Chinese, Ukrainian-Russian. Tue, Mar 11, 2008.

03/11/2008. 1005. I had arranged to have supper with a friend. We met at a Chinese buffet restaurant near his side of town. I had been there and made at least one placement before, but I thought there would be more people to contact than those I had previously spoken with.

I put some material on the table as we ate, and the waitress saw them, but didn't comment. During one of her trips to the table, I asked if she liked to read, and offered the material. She was a bit busy, and she didn't take any of the material from the table, but she seemed to agree to receive the Chinese/English bilingual New Testament, and the Chinese Liahona. She was called away, and didn't come back since we had already paid by then, so I'm not sure what all she wanted.
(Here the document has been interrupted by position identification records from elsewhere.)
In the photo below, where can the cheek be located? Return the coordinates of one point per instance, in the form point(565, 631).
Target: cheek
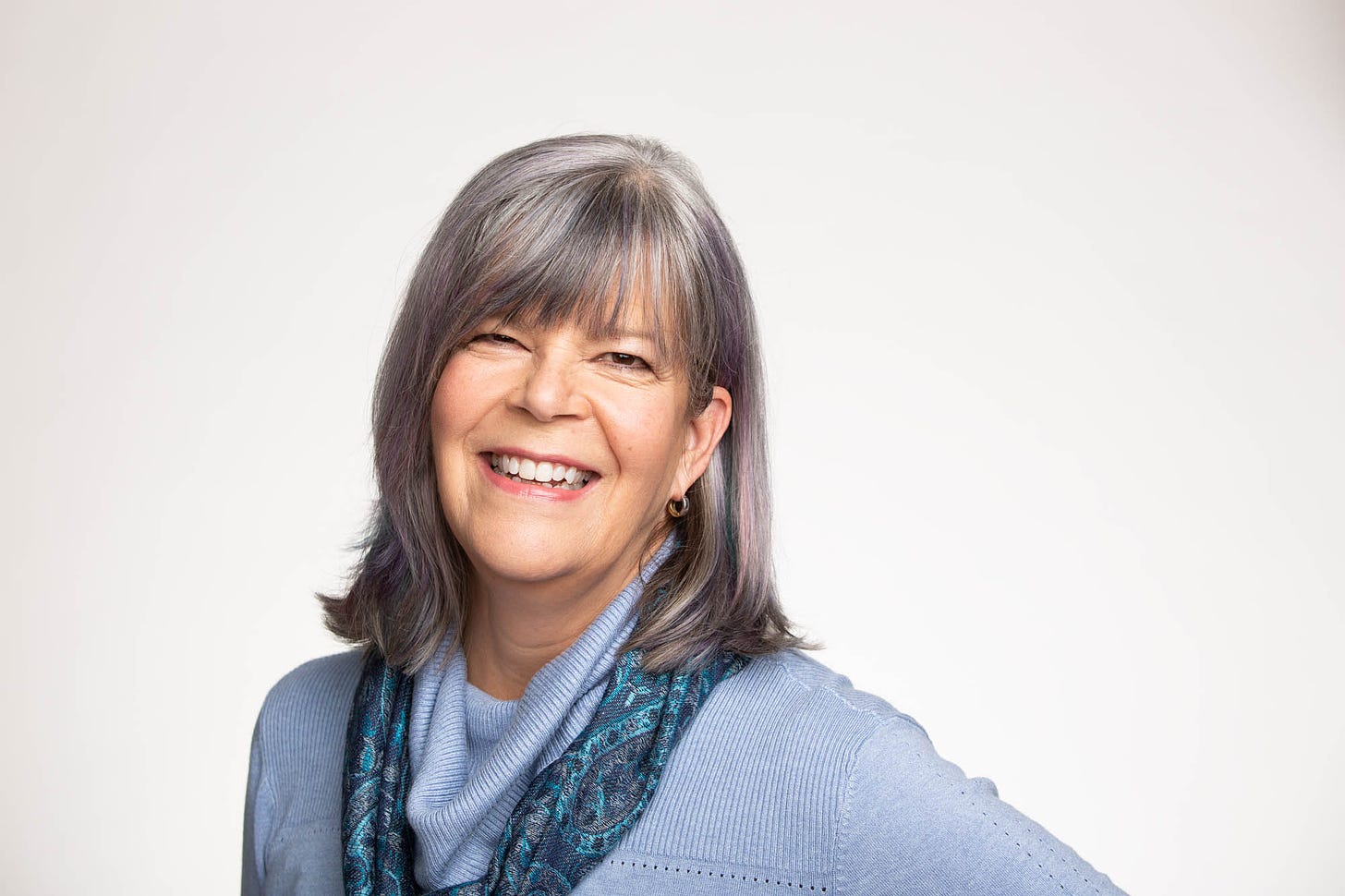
point(649, 442)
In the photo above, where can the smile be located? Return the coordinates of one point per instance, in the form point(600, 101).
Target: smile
point(539, 472)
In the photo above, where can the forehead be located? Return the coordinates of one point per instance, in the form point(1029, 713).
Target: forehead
point(635, 309)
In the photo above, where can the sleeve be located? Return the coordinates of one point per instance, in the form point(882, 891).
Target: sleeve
point(257, 816)
point(914, 824)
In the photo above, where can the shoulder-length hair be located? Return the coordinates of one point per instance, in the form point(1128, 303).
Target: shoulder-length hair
point(548, 233)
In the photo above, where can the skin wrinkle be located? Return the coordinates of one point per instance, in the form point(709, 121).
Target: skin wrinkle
point(542, 571)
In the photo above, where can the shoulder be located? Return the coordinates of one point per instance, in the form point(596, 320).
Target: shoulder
point(788, 766)
point(805, 704)
point(301, 736)
point(766, 769)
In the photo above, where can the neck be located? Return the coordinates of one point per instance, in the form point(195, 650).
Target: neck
point(514, 628)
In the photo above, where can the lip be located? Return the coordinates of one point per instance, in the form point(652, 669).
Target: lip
point(551, 459)
point(531, 490)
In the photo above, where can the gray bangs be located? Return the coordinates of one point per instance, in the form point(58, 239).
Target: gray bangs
point(593, 230)
point(583, 249)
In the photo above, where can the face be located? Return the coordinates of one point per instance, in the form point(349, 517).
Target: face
point(603, 423)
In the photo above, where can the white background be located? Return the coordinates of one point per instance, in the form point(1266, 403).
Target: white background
point(1052, 301)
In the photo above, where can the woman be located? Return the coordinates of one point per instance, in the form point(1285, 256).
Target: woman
point(576, 672)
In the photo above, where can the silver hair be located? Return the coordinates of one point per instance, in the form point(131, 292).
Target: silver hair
point(575, 229)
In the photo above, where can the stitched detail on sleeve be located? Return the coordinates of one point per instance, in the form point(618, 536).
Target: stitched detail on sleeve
point(710, 873)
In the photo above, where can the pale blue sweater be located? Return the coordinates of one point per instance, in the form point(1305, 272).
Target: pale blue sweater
point(787, 780)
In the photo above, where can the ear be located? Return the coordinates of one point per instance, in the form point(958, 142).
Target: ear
point(702, 436)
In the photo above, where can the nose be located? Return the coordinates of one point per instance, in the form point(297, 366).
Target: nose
point(549, 388)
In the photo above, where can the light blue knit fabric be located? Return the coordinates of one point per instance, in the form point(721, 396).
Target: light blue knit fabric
point(788, 780)
point(456, 805)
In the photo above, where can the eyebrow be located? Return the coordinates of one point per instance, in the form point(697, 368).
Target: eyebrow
point(630, 333)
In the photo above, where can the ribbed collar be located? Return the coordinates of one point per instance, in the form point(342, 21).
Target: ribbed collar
point(456, 811)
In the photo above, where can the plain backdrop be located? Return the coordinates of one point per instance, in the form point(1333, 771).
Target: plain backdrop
point(1053, 309)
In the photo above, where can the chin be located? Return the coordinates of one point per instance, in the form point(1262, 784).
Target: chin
point(524, 565)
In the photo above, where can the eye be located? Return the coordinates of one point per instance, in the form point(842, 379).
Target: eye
point(494, 339)
point(622, 359)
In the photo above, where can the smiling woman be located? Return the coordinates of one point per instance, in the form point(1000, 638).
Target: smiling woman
point(573, 672)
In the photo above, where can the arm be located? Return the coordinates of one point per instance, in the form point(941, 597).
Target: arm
point(914, 824)
point(257, 810)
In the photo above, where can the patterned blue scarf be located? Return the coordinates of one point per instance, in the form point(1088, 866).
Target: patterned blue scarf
point(573, 813)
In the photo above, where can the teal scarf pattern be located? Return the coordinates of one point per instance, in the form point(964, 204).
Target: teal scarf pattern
point(573, 813)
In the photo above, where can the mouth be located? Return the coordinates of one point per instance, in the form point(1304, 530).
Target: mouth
point(551, 474)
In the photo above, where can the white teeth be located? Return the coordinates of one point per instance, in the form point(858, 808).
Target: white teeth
point(543, 472)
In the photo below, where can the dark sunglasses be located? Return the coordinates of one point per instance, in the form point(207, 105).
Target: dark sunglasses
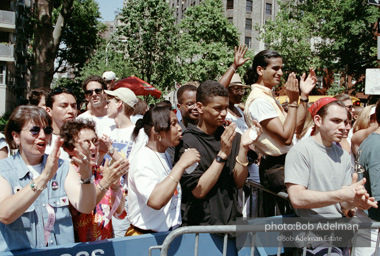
point(35, 130)
point(97, 91)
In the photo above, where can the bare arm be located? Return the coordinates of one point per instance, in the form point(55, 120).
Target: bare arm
point(239, 60)
point(359, 136)
point(163, 191)
point(348, 196)
point(306, 86)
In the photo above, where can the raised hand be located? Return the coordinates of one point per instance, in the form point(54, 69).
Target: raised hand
point(190, 156)
point(52, 160)
point(112, 173)
point(292, 88)
point(226, 140)
point(308, 83)
point(239, 59)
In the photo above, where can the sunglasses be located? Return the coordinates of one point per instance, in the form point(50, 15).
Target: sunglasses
point(97, 91)
point(35, 130)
Anyway, when we got up to leave, we left the bilingual New Testament, the Chinese Liahona, and the corresponding English Liahona, and a "Finding Happiness" multi-lingual DVD.

I don't like to just leave things on the table when I leave, because it seems a bit pushy. But I honestly thought she did want the magazine and bilingual New Testament. Most people are timid about accepting more than one or two items, but I think that's mostly out of politeness and deference.

03/11/2008. 1006. After leaving the restaurant, I received a cell-phone call from another friend who lived in the area, so I stopped by his place.

On the way home, I took a different route than I normally do, and there were a couple choices of which exits I could take to get off the Interstate.

My path took me past a drug store which was closed for the night, but which I had been to before, and I thought about doing a follow-up there, so that's for another trip. Then going past a 24 hour chain store, I felt that I might have been inspired to go there and get something. I wasn't sure. But it was worth a shot.

At the store, one of the employees spoke with an accent. Based on her name-tag and her accent, I asked the cashier if the other employee spoke Russian, and she said yes. So after taking my purchases out to my car, I brought back in Russian and English copies of the Book of Mormon, and a couple Russian editions of the Liahona. She was not too busy when I came back in, so I approached and offered them to her. She gratefully accepted them, and I asked if she spoke any other languages, since there are several countries where Russian is the secondary language. She also spoke Ukrainian, so I said I'd bring in something in Ukrainian. I retrieved a Ukrainian Book of Mormon, and a copy of "The Testaments of One Fold and One Shepherd" DVD that has a Ukrainian audio track.

She was busier when I got back in the second time, so there wasn't time to make a more formal presentation or explanation, but she accepted them.